Quand j'ai vu que le couloir où j'étais n'avait pas de panier, je ne me suis pas engagé. J'avais lu que les pénalités étaient conséquentes : 30$, plus 45$ de frais facturé par le loueur de la voiture. J'ai parlementé avec la première voiture pour qu'elle recule. La nana au volant ne voulait rien savoir. Je voyais bien qu'elle voulait que j'avance malgré tout. Elle me braillait des explications incompréhensibles. La deuxième voiture. C'était plus facile. Une fille qui m'a expliqué qu'elle était passée une fois sans le pass et qu'il ne lui était rien arrivé. Derrière elle il y avait encore deux voitures et un camion. J'ai repris la négociation avec la première nana. Sans plus de succès. Comme le temps passait les derniers véhicules ont fini par changer de file. La file récalcitrante a abandonné le combat et a fini par changer de file. J'ai pu, enfin, rejoindre l'entrée munie du fameux panier. J'ai envoyé mes sous. Le feux s'est mis au vert. Je suis parti. J'étais dans un état d'excitation, d'autant qu'il commençait à faire vraiment nuit. J'ai quitté l'autoroute, trouver un hôtel Marriot. Je me suis garé à quelque distance. Je ne parvenais pas vraiment à me calmer. J'ai acheté un tire bouchon dans un magasin humanitaire. Plus loin j'ai acheté une bouteille de vin chez un libanais musulman arrivé en Amérique en 1972 au moment le plus fort de la guerre du Liban et qui boit une bouteille tous les deux jours. Un péché avoué est à moitié pardonné ! J'ai bu 1/4 de la bouteille, transféré un autre quart dans un godet avec bouchon et le reste a été versé sous la voiture. Je me suis débarrassé de la bouteille vide. Une bouteille à moitié vide dans la voiture est un preuve accablante pour un juge qui ne boit pas de vin le dimanche. Ma nuit a été agitée, je m'attendais à une attaque des Indiens !

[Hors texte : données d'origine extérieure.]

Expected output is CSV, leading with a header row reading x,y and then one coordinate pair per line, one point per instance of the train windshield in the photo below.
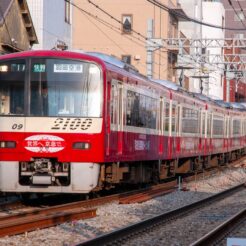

Ce matin, je suis allé chercher des explications dans un diner. Restaurant traditionnel américain. J'ai rencontré des gens très sympas et efficace pour aller à la société des autoroutes qui gère les péages. J'ai décidé de prendre mon petit déj dans cet établissement : deux american pan cakes et un café. Le café n'était pas extraordinaire, mais les pan cakes, de vraies merveilles. Quand elles m'on été servies, je pensait qu'il y en avait une dizaine tellement elles étaient grosses. Avec le sirop d'erable, c'était excellent.

J'ai réussi à trouvé le bureau de la société des autoroutes. Ils n'ont évidemment rien trouvé de ce qu'il s'est passé hier soir. Mais on m'a proposé de payer 2 dollars pour payer le péage pour hier soir, même si je l'avais déjà payé. Ainsi, si la caméra de contrôle à pris mon numéro de voiture, je ne devrais pas être embêté (ni payer une amende d'un montant exhorbitant). A midi, j'étais rassuré mais vidé.

J'ai fini mon poulet d'avant-hier avec mon pinard d'hier.

Je me repose en lisant un livre sur l'histoire de l'expansion américaine. ""Habits of Empire"" de Walter Nugent. Je suis content d'avoir acheté ce livre. Je m'embrouille toujours sur l'histoire des Etats-Unis. Entre le Mexique et les Etats-Unis. ET surtout, comment a été créé le Canada.